To hide how much he cared, Richard laughed boisterously. “Better send him your distaff!” he scoffed, washing down his food with Tancred’s choicest wine.
Johanna swung round on him like an angry, spitting cat; but Eleanor lifted a restraining hand. She wa
s very angry with him herself. “Richard, that is unworthy of you!” she said quietly.
He knew that it was, but no man enjoys being reproved before his future wife.
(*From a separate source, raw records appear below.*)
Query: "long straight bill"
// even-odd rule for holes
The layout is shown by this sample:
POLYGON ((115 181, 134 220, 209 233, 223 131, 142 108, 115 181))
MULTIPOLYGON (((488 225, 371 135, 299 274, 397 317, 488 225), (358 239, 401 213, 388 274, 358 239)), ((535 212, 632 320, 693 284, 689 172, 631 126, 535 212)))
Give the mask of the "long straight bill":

And here was the inescapable memory of Robin making a churl of him again and spoiling all his best moments. “Well, if he didn’t want to come with me at least he might have changed his mind if he heard we were sailing for Sicily,” he said sullenly. What he implied in self-defence was scarcely true, because probably Robin hadn’t heard until after they had sailed. “But that was no fault of mine,” thought Richard, reliving that hellish night when he had combed the Kentish woods so ineffectually. And anyhow, he felt, it was illogical of Johanna to blame him instead of Robin. But there she stood with her back to them, staring unseeingly at his beautiful ships and tearing her silk headdress to shreds in a miniature edition of his own Angevin rage. Except that being a woman and a hostess cramped her style a bit, he supposed, with brotherly satisfaction.
Blondel and Yvette had slipped away so tactfully that no one had noticed the moment of their going, and the Count of Toulouse got up and moved nearer to his cousin. Loves and loyalties, rancours and shifting passions incomprehensible to either of them had been tossed about familiarly as shuttlecocks. To understand them, Raymond supposed, one must be born in the bosom of this charming, turbulent family—which, thank Heaven, he was not! “Everything they do turns to drama,” he said under his breath, and Berengaria felt she must somehow ward off this strange destiny to which she would so soon be joined. She had never seen this Robin about whom they were all wrangling, but she knew how Richard loved him, and palpably he had power to move them all. She looked down at the clenched fist lying on the table beside her and ran a tentative finger down the back of it, smoothing the strong reddish hairs. “Didn’t you say, Richard—that day at the tournament—that there are two sorts of courage?” she reminded him.